GSPV, I never thought about using a throater along with the 6.5x47 reamer. If you don't mind I would like to know more about this process.


A throater alone, won't get it done. You'll also need a chucking reamer for the neck portion of the chamber. Aside from that, just run in the 6.5x47 reamer, open the neck, and throat it how you want it. A single reamer that does all three is easier but not absolutely necessary. Chucking reamers are available in virtually every imaginable size, in .001" increments. Just cut all three steps from the same setup and it works just fine. It takes a little more care but is very doable. If you don't already have the throater and chucking reamer, it's probably cheaper to buy a reamer. Chucking reamers are very inexpensive, though.--Mike Ezell
 
Thanks for clarifying, Mike.

I didn't want anyone to think that they had to have custom everything.

Speaking of that, could you elaborate a bit on modifying a standard, threaded seater. We haven't discussed that since early 30 Major days (because I use Wilson-type seaters).
 
GSPV said:
Thanks for clarifying, Mike.

I didn't want anyone to think that they had to have custom everything.

Speaking of that, could you elaborate a bit on modifying a standard, threaded seater. We haven't discussed that since early 30 Major days (because I use Wilson-type seaters).
Yes, Greg. If you're referring to making a standard type s Redding full length bushing die work for a 7x47, all one needs to do is open the hole in the die where the bushing sets to allow for a bit of clearance. In some cases, the die is already big enough here. <When it's not, I use a carbide chucking reamer to open the hardened die up. The only area being touched is the area where the neck goes through the die, before entering the bushing. It doesn't even have to be pretty, as it's clearance. I just in in a de-bur both sides of the shelf after opening it up, as to not gouge the brass and just to neaten things up a bit.

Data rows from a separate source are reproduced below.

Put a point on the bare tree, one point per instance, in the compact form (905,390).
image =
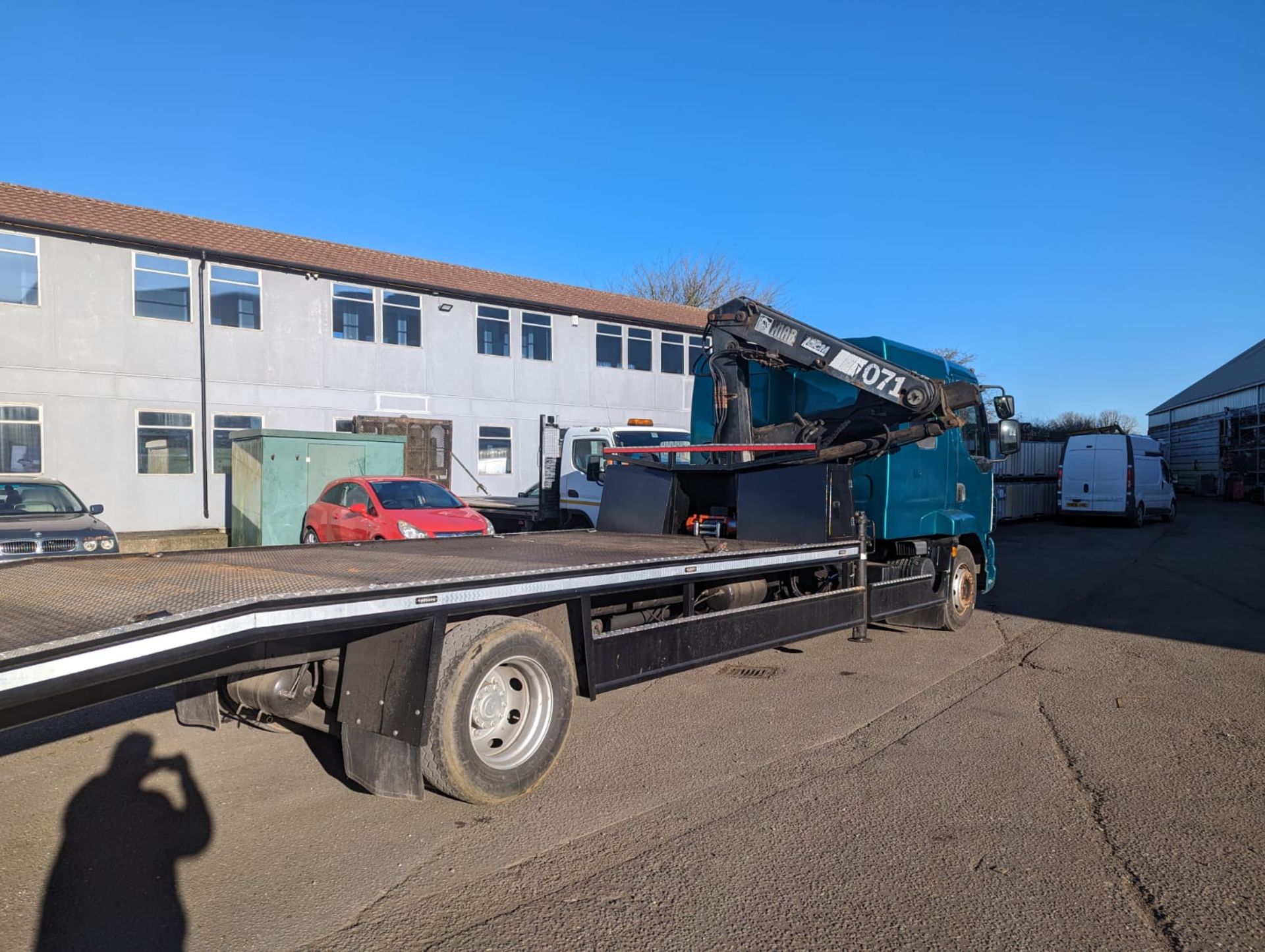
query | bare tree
(696,280)
(1071,421)
(958,357)
(1113,418)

This is part of my reasoning for spec'ing most of my reamers around off the shelf and available Type S Redding dies, rather than using custom dies. Setting the reamer up to cut a chamber that works well with off the shelf dies works just as well as the other way around and standardizes things to a degree. Chambers that are too small pose more trouble than one that's slightly bigger. With this method and most chamberings, you have a "proper" die to chamber relationship without having to go the custom die route. The beauty is that Redding already offers dies for most cases and with just a very simple opening of the neck, you can have custom fits. PTG makes most of the resize reamers for Redding, so Dave has the die specs in most cases. You just decide how much sizing you want the die to do and spec the chambering reamer accordingly. Dave is a wealth of knowledge here.
 
I was talking about the seater die. There is something that you do there with a normal threaded seater die. I can't remember the brand or the specifics because I use the Wilson inline seaters.

With the inline seater, the procedure is pretty obvious. Buy a blank and cut it with your reamer.

But, there are a lot of people out there that don't like them.